Payer pour “être compris”
Le marché chinois des compagnons IA évolue rapidement : du développement du modèle au lancement de l’application, le cycle typique ne dépasse en moyenne pas les trois mois. Selon QuestMobile, l’activité des utilisateurs atteint son apogée la nuit entre 22 heures et 2 heures du matin, principalement par les jeunes adultes âgés de 18 à 35 ans. Ils ne sont peut-être pas tous seuls, mais ils sont prêts à payer pour une IA qui “les comprend”.
Un rapport de Business Research Insights a estimé que le marché mondial des compagnons IA vaudra 366,7 milliards de dollars cette année et a projeté qu’il augmentera à 972,1 milliards de dollars d’ici 2035, soit une croissance annuelle de 36,6 %.
Une telle croissance rapide a soulevé des préoccupations d’ordre éthique et réglementaire. Fin 2024, le ministère chinois de l’Industrie et des Technologies de l’Information (MIIT) et l’Administration du cyberespace de Chine (CAC) ont conjointement publié des directives qui, pour la première fois, incluaient explicitement les “personnages virtuels et la compagnie émotionnelle” sous leur supervision. Les directives stipulent que les plateformes doivent empêcher l’utilisation par les mineurs, limiter la synthèse vocale hyper-réaliste et renforcer la sécurité des données.

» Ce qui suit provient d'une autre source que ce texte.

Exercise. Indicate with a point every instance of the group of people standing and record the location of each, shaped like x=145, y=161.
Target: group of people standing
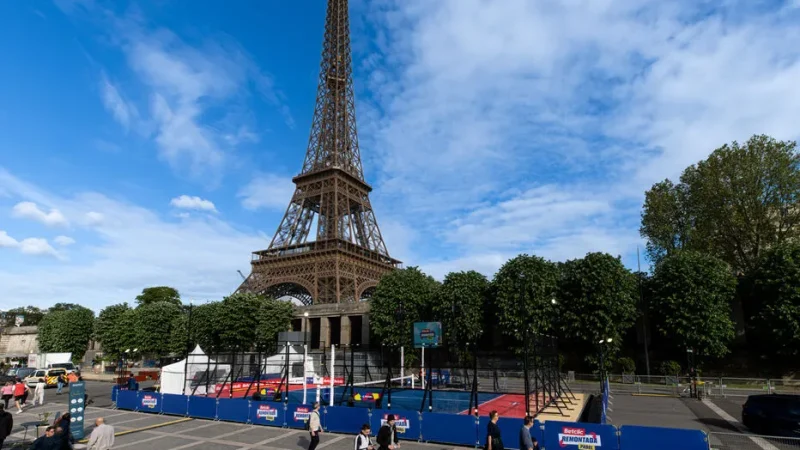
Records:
x=19, y=391
x=386, y=439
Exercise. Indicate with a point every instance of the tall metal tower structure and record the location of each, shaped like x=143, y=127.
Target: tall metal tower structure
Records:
x=328, y=247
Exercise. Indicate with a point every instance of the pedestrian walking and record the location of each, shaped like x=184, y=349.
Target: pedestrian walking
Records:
x=38, y=393
x=386, y=435
x=362, y=439
x=6, y=424
x=8, y=393
x=102, y=437
x=19, y=393
x=63, y=431
x=493, y=439
x=314, y=426
x=49, y=441
x=60, y=382
x=526, y=442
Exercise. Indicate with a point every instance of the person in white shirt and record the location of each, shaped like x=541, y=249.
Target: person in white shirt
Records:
x=38, y=393
x=362, y=439
x=102, y=437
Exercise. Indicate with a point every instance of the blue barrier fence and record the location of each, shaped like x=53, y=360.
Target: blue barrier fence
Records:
x=444, y=428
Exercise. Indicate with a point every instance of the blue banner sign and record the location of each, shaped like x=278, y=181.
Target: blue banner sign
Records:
x=76, y=408
x=427, y=334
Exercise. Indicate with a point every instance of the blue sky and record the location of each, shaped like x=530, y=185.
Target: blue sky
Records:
x=151, y=143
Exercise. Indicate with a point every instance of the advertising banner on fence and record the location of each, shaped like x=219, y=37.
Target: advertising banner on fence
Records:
x=427, y=334
x=580, y=436
x=149, y=401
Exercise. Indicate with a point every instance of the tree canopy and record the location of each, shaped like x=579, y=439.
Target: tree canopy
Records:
x=597, y=299
x=692, y=294
x=159, y=294
x=66, y=331
x=401, y=298
x=459, y=305
x=107, y=329
x=524, y=288
x=775, y=302
x=734, y=205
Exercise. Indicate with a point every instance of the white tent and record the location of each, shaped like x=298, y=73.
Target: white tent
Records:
x=199, y=367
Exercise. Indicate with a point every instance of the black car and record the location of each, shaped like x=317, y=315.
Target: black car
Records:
x=776, y=414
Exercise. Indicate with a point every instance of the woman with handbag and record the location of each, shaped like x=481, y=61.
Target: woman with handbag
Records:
x=493, y=439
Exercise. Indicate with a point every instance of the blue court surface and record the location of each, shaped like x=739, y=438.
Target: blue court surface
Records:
x=401, y=398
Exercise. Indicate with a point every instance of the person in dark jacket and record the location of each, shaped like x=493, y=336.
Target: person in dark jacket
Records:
x=6, y=424
x=526, y=441
x=49, y=441
x=493, y=439
x=385, y=436
x=63, y=432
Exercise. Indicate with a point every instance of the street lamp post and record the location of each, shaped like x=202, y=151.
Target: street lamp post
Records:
x=603, y=363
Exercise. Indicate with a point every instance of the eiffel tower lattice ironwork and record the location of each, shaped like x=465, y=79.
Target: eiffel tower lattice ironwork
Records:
x=328, y=247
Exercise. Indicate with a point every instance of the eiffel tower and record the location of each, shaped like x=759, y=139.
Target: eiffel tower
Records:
x=328, y=247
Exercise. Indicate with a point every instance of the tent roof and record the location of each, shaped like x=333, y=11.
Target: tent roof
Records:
x=180, y=366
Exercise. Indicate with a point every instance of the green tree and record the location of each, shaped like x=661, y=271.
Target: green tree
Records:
x=775, y=298
x=524, y=288
x=626, y=365
x=64, y=307
x=692, y=293
x=32, y=315
x=401, y=298
x=66, y=331
x=670, y=368
x=153, y=327
x=459, y=305
x=666, y=219
x=158, y=294
x=237, y=320
x=108, y=329
x=274, y=316
x=735, y=204
x=600, y=294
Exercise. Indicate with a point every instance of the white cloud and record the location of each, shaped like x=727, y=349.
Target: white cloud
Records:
x=94, y=218
x=31, y=211
x=28, y=246
x=64, y=240
x=193, y=202
x=501, y=127
x=122, y=111
x=37, y=247
x=267, y=191
x=7, y=241
x=131, y=247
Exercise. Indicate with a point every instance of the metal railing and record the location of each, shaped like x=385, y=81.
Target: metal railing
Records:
x=678, y=386
x=739, y=441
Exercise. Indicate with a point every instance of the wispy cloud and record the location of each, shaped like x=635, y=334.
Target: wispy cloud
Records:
x=193, y=202
x=132, y=247
x=499, y=127
x=28, y=246
x=64, y=240
x=31, y=211
x=115, y=104
x=184, y=87
x=268, y=191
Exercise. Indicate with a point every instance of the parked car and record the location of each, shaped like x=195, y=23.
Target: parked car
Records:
x=776, y=414
x=50, y=376
x=69, y=367
x=20, y=372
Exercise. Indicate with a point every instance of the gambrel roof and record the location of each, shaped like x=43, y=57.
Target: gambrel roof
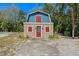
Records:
x=38, y=12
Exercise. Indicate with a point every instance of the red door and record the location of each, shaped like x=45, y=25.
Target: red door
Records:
x=38, y=31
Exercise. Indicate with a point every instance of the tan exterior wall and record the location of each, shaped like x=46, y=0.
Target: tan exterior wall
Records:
x=43, y=33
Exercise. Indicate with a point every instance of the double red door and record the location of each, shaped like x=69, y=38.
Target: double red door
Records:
x=38, y=31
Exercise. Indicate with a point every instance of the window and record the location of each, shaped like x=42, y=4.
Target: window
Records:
x=47, y=29
x=29, y=29
x=38, y=18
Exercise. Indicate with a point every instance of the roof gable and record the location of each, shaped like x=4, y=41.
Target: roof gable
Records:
x=38, y=12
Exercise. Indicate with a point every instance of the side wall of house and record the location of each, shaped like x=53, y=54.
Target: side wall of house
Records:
x=46, y=34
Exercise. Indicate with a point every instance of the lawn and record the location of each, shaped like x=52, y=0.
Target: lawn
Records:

Pour autant, la réglementation n’a pas freiné l’innovation. Au contraire, elle oriente l’industrie vers des applications à plus long terme. Certaines entreprises d’IA collaborent avec des plateformes de santé mentale pour lancer des “coachs IA de soutien émotionnel”, tandis que d’autres prévoient d’intégrer des compagnons IA dans des haut-parleurs intelligents, des robots domestiques et des systèmes vocaux embarqués, faisant passer la compagnie de l’écran à la vie réelle.
À mesure que les humains s’habituent à converser, à se confier et à coexister avec l’IA, la compagnie devient une nouvelle frontière dans la technologie. Cette intersection émergente entre algorithmes et émotions redéfinit ce que signifie “comprendre”. Peut-être que cela ne signifie pas que les machines nous connaissent mieux, mais plutôt qu’à travers elles, nous en apprenons davantage sur nous-mêmes.